Supremes at Earl's All-You-Can-Eat (Moore) - Book Reviews

Book Reviews
Edward Kelsey Moore knows how to write a terrific, complex, believable, and always intriguing story.
Zetta  Brown - New York Journal of Books


Funny and tenderhearted...Moore expertly combines tragedy and comedy in a way that feels fluid and natural, creating a world that is internally consistent and rich.... Perhaps the most remarkable quality of The Supremes is love—the author’s love for his characters, even the most flawed, shines from every page.
Ilana Teitelbaum - Shelf Awareness
 

The indefatigable trio of Barbara Jean, Clarice, and Odette (known as "The Supremes" since high school) churns the small community of Plainview, Indiana into a Southern-fried tailspin this debut from Moore, a professional cellist. Each of the central characters brings unique challenges to the tables at Earl’s diner: Odette battles cancer while her pothead mother communicates with famous ghosts; Clarice tries to salvage a crumbling marriage with her cheating husband; and beautiful Barbara Jean, who married for money, drinks to forget a youthful affair and her dead son.
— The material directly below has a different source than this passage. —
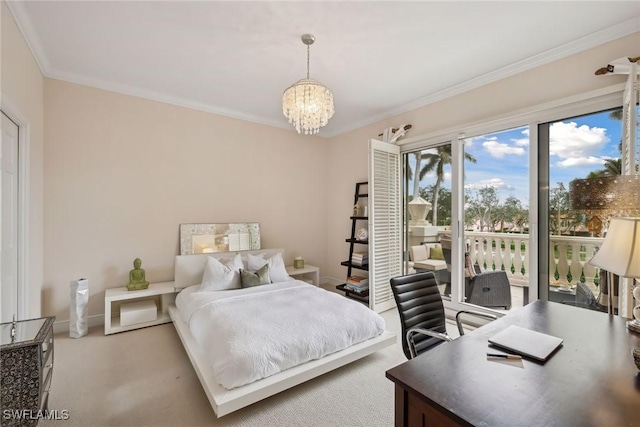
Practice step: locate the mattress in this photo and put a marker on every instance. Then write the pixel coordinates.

In a booth at Earl’s All-You-Can-Eat, a short walk from Calvary Baptist Church, these women lay bare their passions, shortfalls, and dramas.... Moore’s take on this rowdy troupe of outspoken, lovable women has its own distinctive pluck.
Publishers Weekly


In the mid-Sixties, three black teenage friends—Odette, Clarice, and Barbara Jean—start meeting at Earl's All-You-Can-Eat, the first black-owned business in Plainview, IN. Watched over by Earl, they keep meeting there for 40 years. Comparisons to The Help, Waiting To Exhale, and Fried Green Tomatoes....
Library Journal


[T]hree close friends from Plainview, Ind., who, from their adolescence to their maturity, meet to gossip and consolidate their friendship at a local eatery....and they began calling themselves—and being called by others—the Supremes. The novel opens some 40 years after their salad days.... Through both Odette's narrative and a more neutral third-person perspective, we learn of the trio's personal problems and the rise and fall of their relationships. .... Throughout the Supremes' intertwined stories is one constant—meeting and eating at Earl's All-You-Can-Eat, now run by his son Little Earl, a place where relationships are forged, scandals are aired and copious amounts of chicken are consumed. A novel of strong women, evocative memories and deep friendship.